Trauma and Avoidance

Sepha’s history and life are marked by traumatic events. Amid a revolution, his father was murdered as a result of Sepha’s political leanings. Sepha was not allowed any time to process this first trauma but was instead immediately sent into an equally life-shattering and harrowing experience as a refugee. Sepha endures various other traumas following these two pivotal moments—American racism, gentrification, etcetera—but the sum of these parts is too great for Sepha to bear:

Left alone behind the counter, I was hit with the sudden terrible and frightening realization that everything I had cared for and loved was either lost or living on without me seven thousand miles away, and that what I had here was not a life, but a poorly constructed substitution made up of one uncle, two friends, a grim store, and a cheap apartment (40-41).

Instead of addressing and working through these realizations, Sepha avoids them entirely. The American dream is one of “pulling yourself up by your bootstraps” and attempting to fulfill your new narrative, and Sepha provides the half-hearted, obligatory efforts to follow these steps. But plagued by the emotional consequences of his trauma, the resulting depression and anxiety prevent him from fulfilling those expectations. Sepha is not alone in his avoidance of his traumatic history. Kenneth and Joseph join him, trivializing the coups African nations faced and turning those distressing facts into a game.

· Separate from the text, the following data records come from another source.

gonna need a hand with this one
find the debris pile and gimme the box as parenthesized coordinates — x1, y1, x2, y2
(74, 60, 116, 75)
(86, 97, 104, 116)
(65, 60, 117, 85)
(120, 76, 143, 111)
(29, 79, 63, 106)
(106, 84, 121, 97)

While Sepha avoids confronting the trauma in his past, he simultaneously avoids any situations that could lead to further trauma in his future. He associates commitment and love with loss, as exemplified by his father’s death and the distance of his family. He therefore avoids commitment and love in his present, as presented by his relationship with Judith. He also senses brewing conflict within his neighborhood regarding Judith—his friends even refer to it as a coup—further associating Judith with the trauma of his past. Sepha’s fears created by the traumatic events of his past prevent him from developing connections and, therefore, a future.